Kimball began to patent improvements in sewing machines in his own name on 30 June 1864 (Patent no. 1632), 23 July 1866 (Patent no. 1908) and 11 March 1867 (Patent no. 687). These patents were for machines that were heavyweight and designed for use on canvas and heavyweight materials such as sack cloth. John Morton then joined Kimball and together they created the Kimball & Morton Company in 1867. Patent number 2227, dated 27 June 1877 was the first patent to appear under both names. Until this point their factory was based at 82 Bishop Street, Andertson, Glasgow, and they had showrooms at 114 Argyle Street.

== The 'Lion' ==
Kimball and Morton are most famous for their unusual ‘Lion’ machines and the first of these was manufactured in 1868. The design uses a transverse shuttle lockstitch mechanism with the upper mechanism and the needle bar secreted beneath a bronzed cast iron lion. A pair of matching legs could be attached to hide the lower needle bar and presser foot when the machine was not in use. The treadle was equally ornate with depictions of a lion and eagle as well as the motto ‘Strength and Speed’. The Lion sewing machine was the only British-made sewing machine to win a medal at the American Centennial Exhibition in Philadelphia in 1876. A rare example of both the Lion treadle machine of 1868 and hand crank model of 1902 can be seen at Glasgow Museums Resource Centre.

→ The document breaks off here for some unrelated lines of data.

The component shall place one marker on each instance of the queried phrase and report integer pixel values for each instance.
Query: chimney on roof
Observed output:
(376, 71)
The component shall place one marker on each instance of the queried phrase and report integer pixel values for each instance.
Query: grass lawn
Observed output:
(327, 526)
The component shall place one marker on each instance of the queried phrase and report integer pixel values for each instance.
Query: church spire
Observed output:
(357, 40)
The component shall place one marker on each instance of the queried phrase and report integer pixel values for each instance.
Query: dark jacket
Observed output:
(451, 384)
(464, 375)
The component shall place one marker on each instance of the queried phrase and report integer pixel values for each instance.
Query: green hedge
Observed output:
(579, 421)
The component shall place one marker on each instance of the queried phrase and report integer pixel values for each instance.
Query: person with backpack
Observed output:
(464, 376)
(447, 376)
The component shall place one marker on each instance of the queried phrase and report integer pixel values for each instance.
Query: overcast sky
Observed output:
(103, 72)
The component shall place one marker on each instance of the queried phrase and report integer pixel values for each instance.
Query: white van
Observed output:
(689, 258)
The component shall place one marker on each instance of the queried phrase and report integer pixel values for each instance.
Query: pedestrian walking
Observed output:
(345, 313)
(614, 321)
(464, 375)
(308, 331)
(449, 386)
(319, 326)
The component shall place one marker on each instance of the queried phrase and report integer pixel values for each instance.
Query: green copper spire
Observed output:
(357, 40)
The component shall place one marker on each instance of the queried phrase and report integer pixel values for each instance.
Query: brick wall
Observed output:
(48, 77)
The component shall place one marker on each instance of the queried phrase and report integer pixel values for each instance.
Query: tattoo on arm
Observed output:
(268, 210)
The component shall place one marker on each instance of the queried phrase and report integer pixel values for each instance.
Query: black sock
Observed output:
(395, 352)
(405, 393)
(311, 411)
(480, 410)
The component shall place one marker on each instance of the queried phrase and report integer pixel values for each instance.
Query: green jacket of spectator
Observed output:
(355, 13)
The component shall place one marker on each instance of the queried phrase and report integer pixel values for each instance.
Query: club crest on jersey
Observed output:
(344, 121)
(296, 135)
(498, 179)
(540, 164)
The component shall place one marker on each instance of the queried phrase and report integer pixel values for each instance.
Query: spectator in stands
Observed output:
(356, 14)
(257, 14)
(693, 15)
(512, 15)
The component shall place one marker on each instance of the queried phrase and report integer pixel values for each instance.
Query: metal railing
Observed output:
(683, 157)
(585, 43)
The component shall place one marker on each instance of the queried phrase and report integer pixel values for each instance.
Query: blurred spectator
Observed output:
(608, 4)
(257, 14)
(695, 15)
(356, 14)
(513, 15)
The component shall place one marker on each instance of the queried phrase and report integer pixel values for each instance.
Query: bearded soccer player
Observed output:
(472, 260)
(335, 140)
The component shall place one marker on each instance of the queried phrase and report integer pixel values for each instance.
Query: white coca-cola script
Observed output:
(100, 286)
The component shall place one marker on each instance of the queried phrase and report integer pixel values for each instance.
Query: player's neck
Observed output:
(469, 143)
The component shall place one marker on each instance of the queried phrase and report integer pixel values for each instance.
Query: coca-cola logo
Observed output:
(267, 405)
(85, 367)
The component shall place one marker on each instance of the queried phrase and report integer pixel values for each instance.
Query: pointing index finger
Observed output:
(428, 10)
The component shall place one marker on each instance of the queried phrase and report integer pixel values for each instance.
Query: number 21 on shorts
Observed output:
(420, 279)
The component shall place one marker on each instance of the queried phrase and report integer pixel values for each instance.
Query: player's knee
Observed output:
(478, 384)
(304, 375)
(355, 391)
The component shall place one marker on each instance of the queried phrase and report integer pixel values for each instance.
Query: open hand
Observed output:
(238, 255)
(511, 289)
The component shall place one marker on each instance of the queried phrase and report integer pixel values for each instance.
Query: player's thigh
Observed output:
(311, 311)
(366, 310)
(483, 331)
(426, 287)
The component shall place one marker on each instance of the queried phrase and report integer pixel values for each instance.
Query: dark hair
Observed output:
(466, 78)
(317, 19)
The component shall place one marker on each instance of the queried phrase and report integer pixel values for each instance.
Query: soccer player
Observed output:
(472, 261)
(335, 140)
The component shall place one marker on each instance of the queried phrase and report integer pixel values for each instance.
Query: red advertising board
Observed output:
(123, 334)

In March 2019 a Kimball and Morton Lion sewing machine was valued between £10,000 and £15,000 on BBC programme 'The Antiques Roadshow'

The company also produced successful industrial machines that were used for work with such items as sails. When patents for the Singer 12k and 13k expired Kimball and Morton produced a family and medium machine in 1878 that continued to be produced right into the early 1900s.

Kimball and Morton became a limited company in 1887 with its main office and factory situated at Bothwell Circus in Glasgow.

On 9 October 1902 the sons of John Morton put in a patent (No.21933) for the second Lion machine which could be made as a hand or treadle machine. The lion (sculpted to look like the work of J. Vasteugh Gyorgy) stands on rocks that are hinged to allow the needle bar, presser foot and shuttle race to be seen whilst the head of the lion is also hinged to allow the user to insert the top reel and alter tension.

Kimball and Morton produced many different models of machine over the years and moved to new premises at 11a Norfolk Street, Glasgow.